Osvaldo era un uomo semplice e buono.  E voleva sinceramente bene a Sara. Non poteva sapere.

Non poteva sapere che all'inizio del mondo, quando lui ancora non c'era e non poteva quindi essere interpellato, era stato scritto nel gran libro del Destino che ad una cert'ora di un giorno lontanissimo da venire lui sarebbe salito sulla carrozza della nobildonna Gertrude Brunilde Elisabetta di Turingia e sarebbe andato via con lei.

Osvaldo non poteva saperlo.

Ma quel giorno e quell'ora  puntualmente arrivarono, quando l'autunno era appena cominciato.

 

Mentre si trovava a girovagare in carrozza per le stradine tra i campi, cercando qua e là non si sa mai, qualche rustico bifolco da rimorchiare, Gertrude si imbattè in Osvaldo che, ignaro di tutto, se ne stava ritornando a casa dal lavoro

Nei romanzi d'appendice si incontrano spesso personaggi che provarono a ribellarsi al Destino, lottando eroicamente con tutte le loro forze prima di soccombere.

Osvaldo non lottò nemmeno un po'. Si arrese subito.

Era un uomo troppo mite e accondiscendente. Che senso avrebbe avuto lottare? Avrebbe perso in ogni caso. Ad un cenno di Gertrude, salì.

La prova andò bene: gli insegnamenti teorici e pratici della pia Magdalena risultarono estremamente utili, senza dimenticare, quel che è giusto, la parte di merito che Madre Natura ebbe nella riuscita.

Così Osvaldo si ritrovò trapiantato, dai campi fangosi degli spinaci, in una stanza ricca di drappeggi e di cuscini di seta al primo piano di un fastoso palazzotto rinascimentale alla periferia del paese.

La nobildonna non era tipo che nel talamo si contentasse di poco.

Osvaldo dovette impegnarsi molto per interpretare le parti che lei via via gli assegnava nelle sue trame fantasiose e con le scenografie più assurde. Il tutto generalmente accompagnato - passione ereditata dal defunto marito, ufficiale di cavalleria - da squilli di tromba e marce trionfali, molto apprezzate dai ragazzotti del luogo che accorrevano numerosi sotto le finestre e ascoltavano con grande partecipazione.

Ed anche l'autunno se ne stava andando, senza che Osvaldo, nella sua bella stanza stile Luigi XVI, se ne accorgesse.

Ma un giorno, mentre dalla finestra stava guardando il sole che tramontava dietro i colli che incorniciavano la pianura, si accorse improvvisamente di essere solo. Spaventosamente solo.
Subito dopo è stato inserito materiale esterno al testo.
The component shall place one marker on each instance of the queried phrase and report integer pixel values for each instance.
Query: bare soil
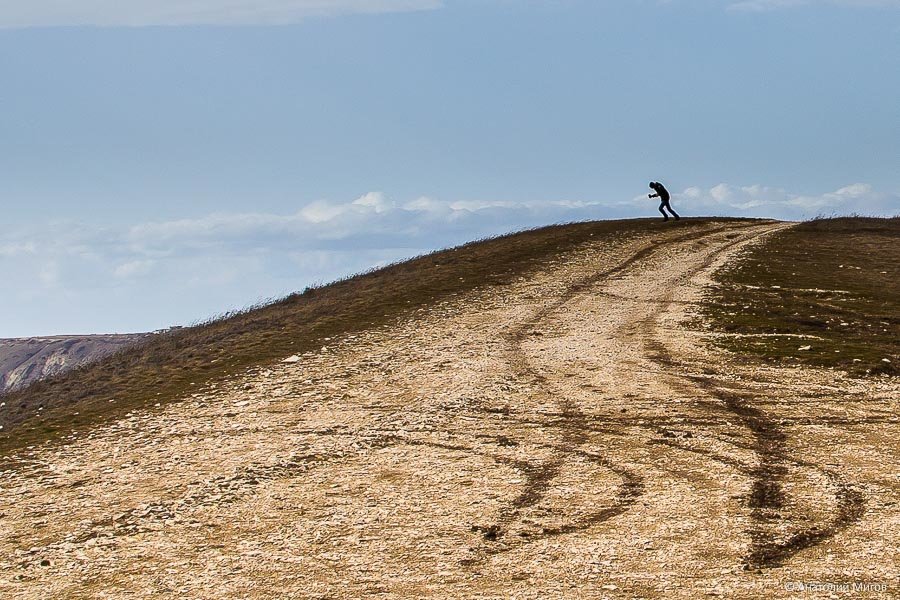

E dall'abisso della sua solitudine emerse nitida una domanda:

"Ma io qui che ci sto a fare?"

Non trovò una risposta decente.

Se ne andò. Così com'era, nella sua elegante vestaglia color cremisi e pantofole di velluto con lo stemma dorato del casato. Senza dir niente a nessuno

Osvaldo era fatto così. Un uomo semplice ed essenziale, senza tanti ghirigori nella testa.

Semplicemente aprì la porta e se ne andò.

Camminò fino a notte, e nella notte fino all'alba. Piovigginava.

Sara era insieme ad altre donne nei campi, con gli stivali affondati nel fango e coperta da un cellophan che l'avvolgeva dalla testa ai piedi.

Quando si accorse di Osvaldo fermo sulla strada, con la sua vestaglia color cremisi grondante di pioggia e le pantofole di velluto ridotte a grumi di fango, lo guardo' per qualche attimo incredula e smarrita.

Poi posò gli spinaci nella cassetta ai suoi piedi e dopo essersi strofinate ben bene le mani nel grembiulone che le cingeva la vita ando' verso di lui.

Quando gli fu davanti, accennando un pallido sorriso gli porse la mano dicendo:

"Mi vuoi?"

Osvaldo era un uomo semplice e buono.

Prese la mano protesa nella sua e con semplicità rispose:

"Si"

 

Le favole per i  bambini di una volta spesso terminavano con la  frase rituale:

"... e vissero felici e contenti"

Adesso non usa più. I bambini nascono già grandi. Si scompiscerebbero dalle risate.

Ma per Sara ed Osvaldo fu proprio così.